Duncan R, Coatsworth J K, Burtles S
Centre for Polymer Therapeutics, School of Pharmacy, University of London, UK.
Hum Exp Toxicol. 1998 Feb;17(2):93-104. doi: 10.1177/096032719801700204.
N-(2-hydroxypropyl)methacrylamide (HPMA) copolymer-doxorubicin (PK1) is a novel polymeric anticancer agent containing doxorubicin (approximately 8 wt%) bound to the polymer backbone via a Gly-Phe-Leu-Gly peptidyl linker. The approximate LD50 of PK1 in MF1 mice after a single i.v. injection was 63 mg/kg (doxorubicin-equivalent). Single doses of PK1 were administered to MF1 mice at 22.5 or 45 mg/kg and blood samples taken on days 3, 7 and 14 for haematological examination and clinical chemistry. At day 14 all animals were sacrificed for necropsy. In a multiple dose study, PK1 was administered i.v. to MF1 mice or Wistar rats (20 animals per group) weekly for five consecutive weeks at doses of 12.0 or 22.5 mg/kg (mice) or 3 and 5 mg/kg (rats). After 31 days 10 animals from each group were sacrificed for necropsy and the remainder were sacrificed after 59 days. Blood samples were taken 3 days after administration of each dose and at the end of the experiment, and urine samples were collected on the day prior to sacrifice. Mortality in the single dose mouse and multiple dose rat studies was low. In the multiple dose mouse study 4/10 animals were killed in extremis before the scheduled day 31 and all animals died before day 37. PK1 induced a reduction in WBC and platelets in rats and mice shortly after treatment and RBC at later times, and in the single dose study alanine and aspartate aminotransferase levels were elevated at higher doses. Liver damage was seen only in rat tissue during histological examination. Other histological changes induced by PK1 include thymic and testicular atrophy, bone marrow depletion gastrointestinal tract changes and in the multiple dose study an increase in nuclear size in the proximal tubules of the kidney (although no changes in urine were seen). Recovery from these effects was seen in rats at 59 days. A PK1 dose of 20 mg/m2 (doxorubicin equivalent) was recommended as a safe dose for the start of Phase I clinical trials.

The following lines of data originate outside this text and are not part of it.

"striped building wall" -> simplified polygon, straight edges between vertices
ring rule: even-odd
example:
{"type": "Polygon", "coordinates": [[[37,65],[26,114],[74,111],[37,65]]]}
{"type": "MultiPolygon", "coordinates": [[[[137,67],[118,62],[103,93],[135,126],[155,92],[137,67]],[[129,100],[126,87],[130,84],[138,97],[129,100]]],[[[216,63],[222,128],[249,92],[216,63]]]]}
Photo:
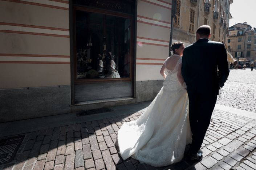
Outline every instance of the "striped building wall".
{"type": "Polygon", "coordinates": [[[137,102],[153,99],[162,86],[159,72],[168,56],[171,0],[138,0],[136,93],[137,102]]]}
{"type": "Polygon", "coordinates": [[[137,81],[163,80],[159,73],[169,54],[171,2],[138,1],[137,81]]]}
{"type": "Polygon", "coordinates": [[[68,3],[0,0],[0,122],[70,112],[68,3]]]}
{"type": "Polygon", "coordinates": [[[0,0],[0,88],[70,85],[68,6],[0,0]]]}

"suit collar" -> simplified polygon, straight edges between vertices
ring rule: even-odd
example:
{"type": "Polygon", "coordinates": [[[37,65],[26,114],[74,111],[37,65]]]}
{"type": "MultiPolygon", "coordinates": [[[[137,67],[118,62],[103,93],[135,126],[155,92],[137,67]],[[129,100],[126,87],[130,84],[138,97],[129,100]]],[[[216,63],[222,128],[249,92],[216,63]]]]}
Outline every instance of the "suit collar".
{"type": "Polygon", "coordinates": [[[208,38],[201,38],[200,39],[199,39],[198,40],[196,43],[199,43],[199,42],[204,42],[205,41],[210,41],[209,39],[208,38]]]}

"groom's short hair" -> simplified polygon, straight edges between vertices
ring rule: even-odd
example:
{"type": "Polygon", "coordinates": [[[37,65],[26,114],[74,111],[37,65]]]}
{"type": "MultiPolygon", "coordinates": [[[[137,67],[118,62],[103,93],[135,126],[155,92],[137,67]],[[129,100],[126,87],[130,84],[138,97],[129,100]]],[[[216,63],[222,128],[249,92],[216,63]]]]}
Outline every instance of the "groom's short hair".
{"type": "Polygon", "coordinates": [[[201,36],[208,36],[211,33],[211,27],[209,25],[202,25],[198,28],[196,33],[201,36]]]}

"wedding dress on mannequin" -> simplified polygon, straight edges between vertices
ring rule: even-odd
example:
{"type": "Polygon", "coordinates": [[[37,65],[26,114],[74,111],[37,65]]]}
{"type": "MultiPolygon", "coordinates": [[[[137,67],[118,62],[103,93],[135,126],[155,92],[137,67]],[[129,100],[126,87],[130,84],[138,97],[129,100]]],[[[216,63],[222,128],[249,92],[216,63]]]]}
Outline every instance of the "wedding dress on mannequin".
{"type": "MultiPolygon", "coordinates": [[[[178,56],[169,57],[164,64],[174,57],[178,56]]],[[[187,94],[177,77],[182,61],[180,58],[172,70],[166,68],[163,86],[143,114],[136,120],[125,123],[118,131],[119,152],[124,160],[131,157],[160,167],[183,158],[191,133],[187,94]]]]}

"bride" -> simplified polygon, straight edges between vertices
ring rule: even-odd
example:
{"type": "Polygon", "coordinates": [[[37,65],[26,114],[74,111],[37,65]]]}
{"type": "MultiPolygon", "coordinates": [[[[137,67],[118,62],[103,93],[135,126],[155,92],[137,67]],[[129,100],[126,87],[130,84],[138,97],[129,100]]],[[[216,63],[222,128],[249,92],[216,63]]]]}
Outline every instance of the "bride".
{"type": "Polygon", "coordinates": [[[163,86],[138,119],[125,123],[118,131],[118,145],[124,160],[131,157],[160,167],[183,158],[191,138],[188,95],[181,73],[184,47],[180,42],[172,45],[174,54],[166,59],[160,71],[163,86]]]}

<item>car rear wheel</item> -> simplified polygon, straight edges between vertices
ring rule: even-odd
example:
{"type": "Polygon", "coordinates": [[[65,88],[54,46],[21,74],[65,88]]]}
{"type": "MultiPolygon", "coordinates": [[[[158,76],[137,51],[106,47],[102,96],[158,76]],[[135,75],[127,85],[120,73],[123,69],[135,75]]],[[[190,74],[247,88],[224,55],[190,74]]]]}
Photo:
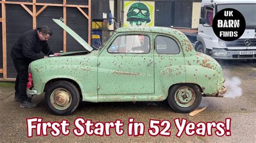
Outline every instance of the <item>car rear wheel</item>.
{"type": "Polygon", "coordinates": [[[176,84],[169,90],[168,103],[175,111],[189,113],[196,109],[201,99],[201,91],[198,85],[192,84],[176,84]]]}
{"type": "Polygon", "coordinates": [[[68,81],[52,83],[45,92],[44,98],[47,108],[53,114],[69,115],[78,106],[80,96],[77,87],[68,81]]]}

N-(2-羟丙基)甲基丙烯酰胺(HPMA)共聚物-阿霉素(PK1)是一种新型聚合物抗癌剂,其中阿霉素(约8 wt%)通过甘氨酰-苯丙氨酰-亮氨酰-甘氨酸肽基连接子与聚合物主链相连。单次静脉注射后,PK1在MF1小鼠中的半数致死量(LD50)约为63 mg/kg(阿霉素等效剂量)。以22.5或45 mg/kg的剂量给MF1小鼠单次注射PK1,并在第3、7和14天采集血样进行血液学检查和临床化学检测。在第14天,处死所有动物进行尸检。在多剂量研究中,以12.0或22.5 mg/kg(小鼠)或3和5 mg/kg(大鼠)的剂量,每周给MF1小鼠或Wistar大鼠(每组20只动物)静脉注射PK1,连续注射五周。31天后,每组处死10只动物进行尸检,其余动物在59天后处死。每次给药后3天以及实验结束时采集血样,并在处死前一天收集尿样。单剂量小鼠研究和多剂量大鼠研究中的死亡率较低。在多剂量小鼠研究中,4/10只动物在预定的第31天之前濒死,所有动物在第37天之前死亡。PK1在治疗后不久会导致大鼠和小鼠白细胞和血小板减少,后期红细胞减少,在单剂量研究中,较高剂量时丙氨酸和天冬氨酸转氨酶水平升高。组织学检查仅在大鼠组织中发现肝脏损伤。PK1引起的其他组织学变化包括胸腺和睾丸萎缩、骨髓耗竭、胃肠道变化,在多剂量研究中,肾脏近端小管细胞核大小增加(尽管尿液未见变化)。在59天时,大鼠的这些影响有所恢复。推荐20 mg/m2(阿霉素等效剂量)的PK1剂量作为I期临床试验开始时的安全剂量。